~ Rozdział dwudziesty pierwszy ~
Przez ostatnie dwa tygodnie wakacji Bellatrix krzątała się po domu z kąta w kąt, próbując znaleźć sobie zajęcie. Pogoda na zewnątrz pozostawiała wiele do życzenia, jednak kiedy słońce w tych niezwykle rzadkich chwilach przedzierało się przez ciężkie chmury, Bella od razu wychodziła z domu. Nigdy nie potrafiła dłużej znieść bezczynności, była bowiem osobą żywiołową i szaloną, a takie osoby nie mogą usiedzieć w miejscu. Wewnątrz ciemnego, zakurzonego (choć już nie tak jak dawniej, co niewątpliwie było jej zasługą - a raczej niemiłosiernej nudy) i cichego mieszkania czuła się jak w klatce i miała wrażenie, że jej klaustrofobia osiąga właśnie ostatni poziom.

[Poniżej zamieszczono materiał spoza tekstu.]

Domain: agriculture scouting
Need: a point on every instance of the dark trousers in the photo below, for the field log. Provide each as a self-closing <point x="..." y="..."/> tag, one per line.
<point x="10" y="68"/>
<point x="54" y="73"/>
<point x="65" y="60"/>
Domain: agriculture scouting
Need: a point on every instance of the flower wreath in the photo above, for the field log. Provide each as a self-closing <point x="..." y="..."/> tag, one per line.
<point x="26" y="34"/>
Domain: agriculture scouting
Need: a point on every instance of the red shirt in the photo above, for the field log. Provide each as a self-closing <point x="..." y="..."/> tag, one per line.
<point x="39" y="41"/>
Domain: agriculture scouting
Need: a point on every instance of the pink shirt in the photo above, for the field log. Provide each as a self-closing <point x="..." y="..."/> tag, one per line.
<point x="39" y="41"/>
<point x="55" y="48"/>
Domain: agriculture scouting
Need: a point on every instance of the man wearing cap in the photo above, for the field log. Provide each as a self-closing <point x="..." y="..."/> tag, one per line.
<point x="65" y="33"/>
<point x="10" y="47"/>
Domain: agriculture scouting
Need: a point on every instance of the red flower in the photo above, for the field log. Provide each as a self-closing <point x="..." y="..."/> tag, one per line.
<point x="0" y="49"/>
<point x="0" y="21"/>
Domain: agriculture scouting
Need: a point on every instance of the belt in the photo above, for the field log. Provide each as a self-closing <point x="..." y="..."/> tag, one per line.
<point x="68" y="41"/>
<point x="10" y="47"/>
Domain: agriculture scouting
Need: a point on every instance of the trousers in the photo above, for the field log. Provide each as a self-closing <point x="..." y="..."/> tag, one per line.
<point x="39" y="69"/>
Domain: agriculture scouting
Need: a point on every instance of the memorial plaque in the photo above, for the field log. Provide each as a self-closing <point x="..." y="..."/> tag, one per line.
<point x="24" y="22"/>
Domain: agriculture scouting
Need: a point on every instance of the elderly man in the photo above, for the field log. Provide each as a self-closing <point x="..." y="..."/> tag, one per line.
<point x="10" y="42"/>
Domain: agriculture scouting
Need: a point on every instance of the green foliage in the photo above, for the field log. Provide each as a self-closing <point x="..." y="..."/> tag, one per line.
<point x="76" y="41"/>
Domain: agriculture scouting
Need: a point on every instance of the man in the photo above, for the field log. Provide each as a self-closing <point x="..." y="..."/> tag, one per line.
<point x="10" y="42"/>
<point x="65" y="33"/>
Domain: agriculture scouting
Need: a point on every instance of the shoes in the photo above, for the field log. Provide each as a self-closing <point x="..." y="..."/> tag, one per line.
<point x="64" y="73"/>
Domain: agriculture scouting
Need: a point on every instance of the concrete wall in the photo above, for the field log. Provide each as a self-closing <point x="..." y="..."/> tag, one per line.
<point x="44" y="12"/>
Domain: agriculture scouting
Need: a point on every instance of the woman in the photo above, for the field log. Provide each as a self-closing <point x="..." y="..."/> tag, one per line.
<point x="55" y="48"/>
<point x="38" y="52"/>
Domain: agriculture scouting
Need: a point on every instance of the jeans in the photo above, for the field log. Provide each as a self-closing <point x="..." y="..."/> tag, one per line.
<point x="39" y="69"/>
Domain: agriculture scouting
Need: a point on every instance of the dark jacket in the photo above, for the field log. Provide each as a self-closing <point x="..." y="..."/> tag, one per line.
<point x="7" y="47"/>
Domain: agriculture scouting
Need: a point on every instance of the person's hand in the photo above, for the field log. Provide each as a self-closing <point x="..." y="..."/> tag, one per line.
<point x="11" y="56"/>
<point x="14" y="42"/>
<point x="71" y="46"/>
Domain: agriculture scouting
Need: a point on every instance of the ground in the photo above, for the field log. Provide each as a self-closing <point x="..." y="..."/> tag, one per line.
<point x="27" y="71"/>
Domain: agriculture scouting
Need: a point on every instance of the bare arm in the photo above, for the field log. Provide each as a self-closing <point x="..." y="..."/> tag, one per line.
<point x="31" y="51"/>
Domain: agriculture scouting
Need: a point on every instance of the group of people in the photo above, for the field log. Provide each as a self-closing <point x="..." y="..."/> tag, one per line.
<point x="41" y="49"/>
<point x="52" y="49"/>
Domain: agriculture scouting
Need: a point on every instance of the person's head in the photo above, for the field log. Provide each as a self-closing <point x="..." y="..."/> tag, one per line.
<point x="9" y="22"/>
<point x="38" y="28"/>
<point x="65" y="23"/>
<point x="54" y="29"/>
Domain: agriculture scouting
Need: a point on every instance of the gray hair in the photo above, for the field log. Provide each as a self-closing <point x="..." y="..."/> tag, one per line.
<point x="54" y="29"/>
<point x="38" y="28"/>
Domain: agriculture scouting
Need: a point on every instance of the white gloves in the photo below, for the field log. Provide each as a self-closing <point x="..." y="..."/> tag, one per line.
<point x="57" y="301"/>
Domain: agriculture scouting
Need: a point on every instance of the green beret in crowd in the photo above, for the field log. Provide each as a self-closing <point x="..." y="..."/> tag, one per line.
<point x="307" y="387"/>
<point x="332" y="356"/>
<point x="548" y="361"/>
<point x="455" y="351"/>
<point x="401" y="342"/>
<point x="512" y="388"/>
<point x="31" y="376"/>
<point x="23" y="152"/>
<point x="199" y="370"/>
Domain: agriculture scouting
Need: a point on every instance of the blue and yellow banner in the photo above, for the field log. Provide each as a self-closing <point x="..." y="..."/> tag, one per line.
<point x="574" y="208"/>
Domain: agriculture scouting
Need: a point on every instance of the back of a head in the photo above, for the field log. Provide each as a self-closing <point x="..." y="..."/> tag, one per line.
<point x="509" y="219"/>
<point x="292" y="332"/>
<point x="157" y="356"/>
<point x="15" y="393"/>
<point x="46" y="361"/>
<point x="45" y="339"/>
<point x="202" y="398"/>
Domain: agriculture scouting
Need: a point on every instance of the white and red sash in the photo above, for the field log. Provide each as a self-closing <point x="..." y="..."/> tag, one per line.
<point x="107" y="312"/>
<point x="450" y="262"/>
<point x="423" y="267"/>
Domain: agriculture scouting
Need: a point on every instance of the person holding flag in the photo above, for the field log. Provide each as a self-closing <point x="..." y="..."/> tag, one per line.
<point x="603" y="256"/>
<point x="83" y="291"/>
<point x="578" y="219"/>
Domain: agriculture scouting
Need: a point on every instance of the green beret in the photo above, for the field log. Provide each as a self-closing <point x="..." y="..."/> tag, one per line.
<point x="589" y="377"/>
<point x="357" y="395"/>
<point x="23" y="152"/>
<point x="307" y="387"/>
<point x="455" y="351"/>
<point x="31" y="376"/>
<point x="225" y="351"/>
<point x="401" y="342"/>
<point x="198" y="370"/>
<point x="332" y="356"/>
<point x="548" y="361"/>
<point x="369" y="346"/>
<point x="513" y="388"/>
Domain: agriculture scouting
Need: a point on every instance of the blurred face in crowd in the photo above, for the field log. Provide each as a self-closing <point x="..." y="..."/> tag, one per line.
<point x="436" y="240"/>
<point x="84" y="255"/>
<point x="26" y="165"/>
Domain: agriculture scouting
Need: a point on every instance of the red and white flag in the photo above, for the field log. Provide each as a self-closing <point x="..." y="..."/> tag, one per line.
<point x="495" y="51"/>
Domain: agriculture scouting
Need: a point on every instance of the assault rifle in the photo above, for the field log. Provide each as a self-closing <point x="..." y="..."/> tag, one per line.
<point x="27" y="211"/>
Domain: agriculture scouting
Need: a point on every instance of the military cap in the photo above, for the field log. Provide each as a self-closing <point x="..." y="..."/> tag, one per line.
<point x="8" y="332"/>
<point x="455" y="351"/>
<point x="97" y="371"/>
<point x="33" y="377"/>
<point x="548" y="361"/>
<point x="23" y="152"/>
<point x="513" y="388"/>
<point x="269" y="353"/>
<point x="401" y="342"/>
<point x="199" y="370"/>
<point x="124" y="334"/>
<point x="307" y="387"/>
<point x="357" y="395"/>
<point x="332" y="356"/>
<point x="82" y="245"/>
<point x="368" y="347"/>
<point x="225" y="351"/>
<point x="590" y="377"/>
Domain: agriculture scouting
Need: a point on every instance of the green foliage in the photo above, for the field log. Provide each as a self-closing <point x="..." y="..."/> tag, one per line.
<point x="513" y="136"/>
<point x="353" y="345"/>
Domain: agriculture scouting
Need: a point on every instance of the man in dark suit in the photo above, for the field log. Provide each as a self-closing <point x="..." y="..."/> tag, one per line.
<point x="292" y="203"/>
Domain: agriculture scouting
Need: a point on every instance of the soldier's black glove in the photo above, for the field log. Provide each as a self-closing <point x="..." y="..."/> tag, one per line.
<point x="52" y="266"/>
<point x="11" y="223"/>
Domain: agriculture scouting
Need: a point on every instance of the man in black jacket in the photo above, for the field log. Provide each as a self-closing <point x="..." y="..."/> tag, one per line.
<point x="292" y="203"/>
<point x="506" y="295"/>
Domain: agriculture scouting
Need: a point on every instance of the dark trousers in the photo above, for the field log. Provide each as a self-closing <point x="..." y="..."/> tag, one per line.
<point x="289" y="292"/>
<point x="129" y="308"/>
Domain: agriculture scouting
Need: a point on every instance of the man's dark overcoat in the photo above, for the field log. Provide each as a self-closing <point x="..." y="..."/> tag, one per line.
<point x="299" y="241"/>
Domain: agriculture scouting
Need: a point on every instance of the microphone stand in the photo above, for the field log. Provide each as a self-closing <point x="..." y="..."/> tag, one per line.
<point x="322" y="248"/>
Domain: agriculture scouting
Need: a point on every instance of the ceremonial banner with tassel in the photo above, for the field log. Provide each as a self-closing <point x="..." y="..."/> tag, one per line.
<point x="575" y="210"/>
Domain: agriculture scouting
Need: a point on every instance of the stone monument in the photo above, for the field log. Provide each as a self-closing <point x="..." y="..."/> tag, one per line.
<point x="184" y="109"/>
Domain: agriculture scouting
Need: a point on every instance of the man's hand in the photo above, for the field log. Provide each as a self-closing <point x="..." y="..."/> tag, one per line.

A więc gdy tylko przestawał padać deszcz, wychodziła za dom Snape'a do małego, dość zaniedbanego kwadratowego ogródka. Miał tam mnóstwo gratów różnej maści, począwszy od przerdzewiałych na wylot kociołków, a na podejrzanych książkach skończywszy. Severus łaskawie pozwolił jej tu przebywać i ćwiczyć umiejętności nowej różdżki na tych śmieciach.
Bellatrix przeczuwała, że gdyby nie pragnął za wszelką cenę pozbyć się jej z domu, by móc w spokoju pracować nad eliksirem na zapomnienie, w życiu by nie wyraził na to zgody. Jednakże jej ciągłe próby podejrzenia, co on robi i zasypywanie go gradem pytań okazało się tak uciążliwe, że powiedział jej, żeby się wynosiła na dwór. "Powiedział" to zresztą raczej eufemizm. Wydarł się na nią tak, że Bellatrix mogłaby przysiąc, iż słyszeli go wszyscy, którzy mieszkali po drugiej stronie rzeki dwa kilometry stąd. Groził jej, że jak się nie zamknie, to rzuci to wszystko w cholerę i będzie miał... ee, gdzieś, co się stanie z jej mężulkiem. Bella nie dawała się jednak na to nabrać; znała go zbyt długo, by nie wiedzieć, że zawsze dotrzymuje słowa i nigdy się nie poddaje. Urocza litania pod jej adresem mogłaby się ciągnąć w nieskończoność, gdyby w efekcie nie stracił głosu. Chrząkając wściekle, wypchnął ją siłą za drzwi, a następnie zatrzasnął je z całych sił i dał się słyszeć brzęk zamka.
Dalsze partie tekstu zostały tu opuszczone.